I would venture a guess that Thomas would think and feel the same toward Democrats even if they had approved his appointment without the contentious hearings. It is just plain weird and disturbing that he wrote a book of this nature before he left the court. And it is unnerving to think that such a bitter person is on the land's highest court. Can such a person be objective? I wonder what the rest of the Supremes will think of this book.
In spite of all this mental illness Thomas displays,...... blacks in America still adore him, just like they still adore OJ. Who is really keeping racism alive and well in America?
"...blacks in America"?? Would that be ALL 'blacks', or just the 'racist' blacks? Seems you have a fantasy where everyone is really a secret racist, which allows you to deny your own racism. Blanket, evidence-less statements mean nothing, but reveal a lot about those who make them.

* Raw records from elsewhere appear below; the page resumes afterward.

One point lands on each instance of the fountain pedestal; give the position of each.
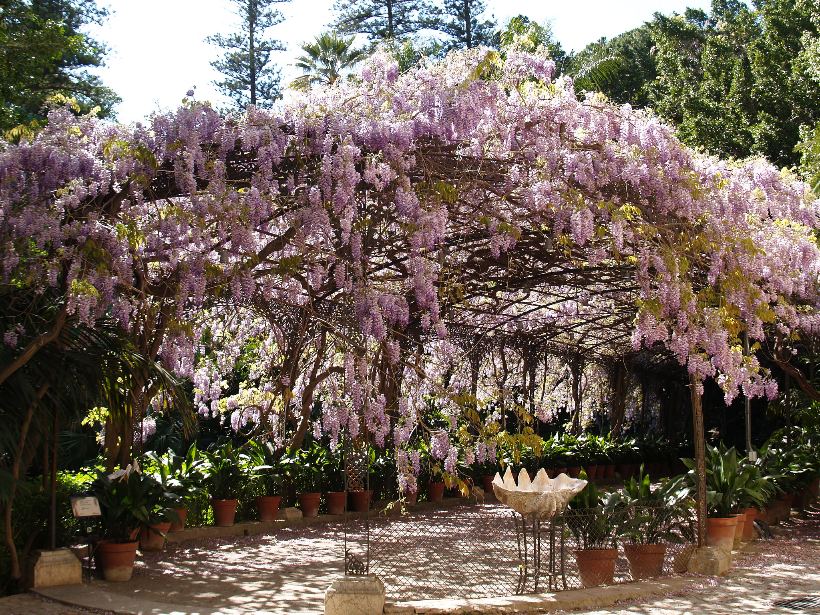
(533, 503)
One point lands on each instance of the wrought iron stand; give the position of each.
(528, 532)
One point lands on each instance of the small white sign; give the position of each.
(85, 507)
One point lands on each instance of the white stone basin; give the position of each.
(542, 498)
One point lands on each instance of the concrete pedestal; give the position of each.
(59, 567)
(355, 595)
(710, 560)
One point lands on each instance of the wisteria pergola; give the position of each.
(400, 237)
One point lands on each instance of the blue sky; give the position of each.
(157, 48)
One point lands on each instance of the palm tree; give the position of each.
(325, 59)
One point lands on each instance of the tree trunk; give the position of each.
(8, 523)
(618, 409)
(468, 29)
(700, 456)
(252, 47)
(577, 371)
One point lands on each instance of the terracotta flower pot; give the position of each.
(309, 503)
(596, 566)
(179, 524)
(117, 560)
(268, 507)
(224, 512)
(487, 484)
(360, 500)
(749, 531)
(336, 502)
(435, 491)
(645, 561)
(720, 532)
(153, 538)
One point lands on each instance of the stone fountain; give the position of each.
(541, 499)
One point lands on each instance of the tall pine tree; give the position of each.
(461, 22)
(250, 78)
(384, 19)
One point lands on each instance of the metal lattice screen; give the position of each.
(473, 551)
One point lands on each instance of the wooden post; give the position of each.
(747, 406)
(700, 456)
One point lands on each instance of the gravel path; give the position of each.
(763, 577)
(287, 572)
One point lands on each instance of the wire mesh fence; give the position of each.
(481, 551)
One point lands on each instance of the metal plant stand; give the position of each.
(529, 535)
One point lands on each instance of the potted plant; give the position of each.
(306, 471)
(266, 470)
(645, 524)
(180, 476)
(591, 520)
(360, 497)
(334, 477)
(728, 482)
(222, 475)
(125, 498)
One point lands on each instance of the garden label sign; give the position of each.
(85, 506)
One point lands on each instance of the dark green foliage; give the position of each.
(631, 66)
(250, 78)
(592, 517)
(527, 35)
(325, 59)
(45, 56)
(651, 516)
(130, 500)
(732, 482)
(222, 470)
(384, 19)
(181, 475)
(264, 462)
(31, 512)
(739, 81)
(461, 21)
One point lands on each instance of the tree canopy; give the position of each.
(408, 237)
(45, 56)
(250, 78)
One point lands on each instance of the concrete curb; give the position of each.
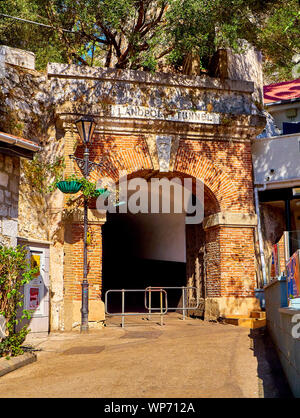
(14, 363)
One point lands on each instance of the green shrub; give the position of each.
(15, 272)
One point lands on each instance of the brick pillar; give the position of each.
(230, 265)
(73, 249)
(73, 271)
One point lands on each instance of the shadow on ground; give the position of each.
(269, 370)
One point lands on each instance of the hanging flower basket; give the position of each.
(70, 187)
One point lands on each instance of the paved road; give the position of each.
(189, 358)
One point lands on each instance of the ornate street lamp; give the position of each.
(85, 127)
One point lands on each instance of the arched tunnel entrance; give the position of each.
(143, 250)
(151, 249)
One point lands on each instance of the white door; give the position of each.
(36, 293)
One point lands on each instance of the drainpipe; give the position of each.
(260, 237)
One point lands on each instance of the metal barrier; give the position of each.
(161, 309)
(184, 304)
(123, 313)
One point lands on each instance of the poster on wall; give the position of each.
(293, 276)
(34, 298)
(35, 261)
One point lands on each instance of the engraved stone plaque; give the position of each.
(164, 144)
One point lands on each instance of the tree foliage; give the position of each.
(152, 34)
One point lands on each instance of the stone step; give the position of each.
(258, 314)
(246, 322)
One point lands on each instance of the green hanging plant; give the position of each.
(73, 184)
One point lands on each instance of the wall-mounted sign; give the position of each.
(175, 115)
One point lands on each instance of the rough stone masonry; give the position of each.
(208, 122)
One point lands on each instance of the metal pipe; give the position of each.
(260, 237)
(183, 303)
(149, 316)
(123, 308)
(161, 314)
(85, 285)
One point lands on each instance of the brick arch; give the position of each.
(217, 181)
(131, 153)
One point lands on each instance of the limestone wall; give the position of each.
(9, 194)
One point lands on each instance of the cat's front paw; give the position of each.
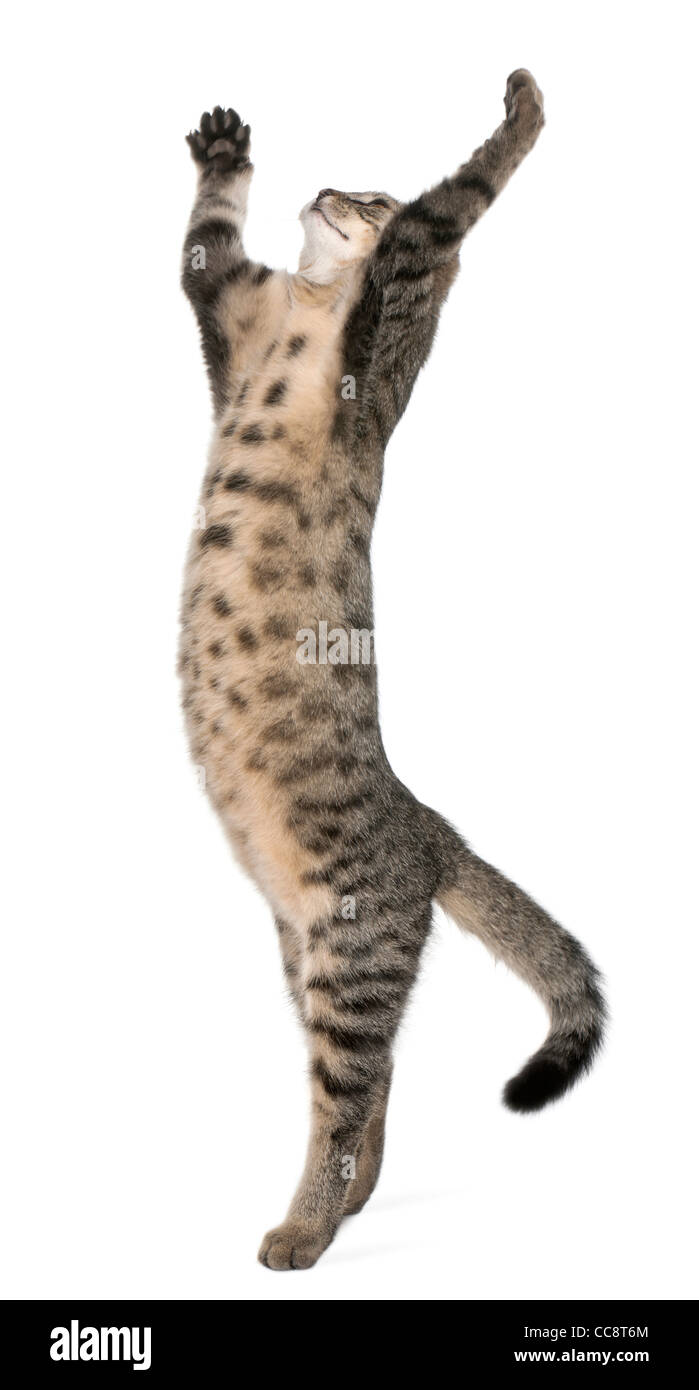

What you wrote is just so wrong I can't even begin to start. I'll just say this. Dollars to donuts you watch The Factor.
Sorry, but you're so wrong on this it's not even funny. The VAST majority of Blacks in America most certainly do NOT adore Justice Clarence Thomas, nor do they adore OJ Simpson. Please don't talk about groups of people that you obviously know nothing about.
NoContest, I'm sure you're an expert on black people, but...
Black people in American generally do not like Uncle Thomas and black people don't adore OJ so much as they admire him for playing the game that white people have been playing for years.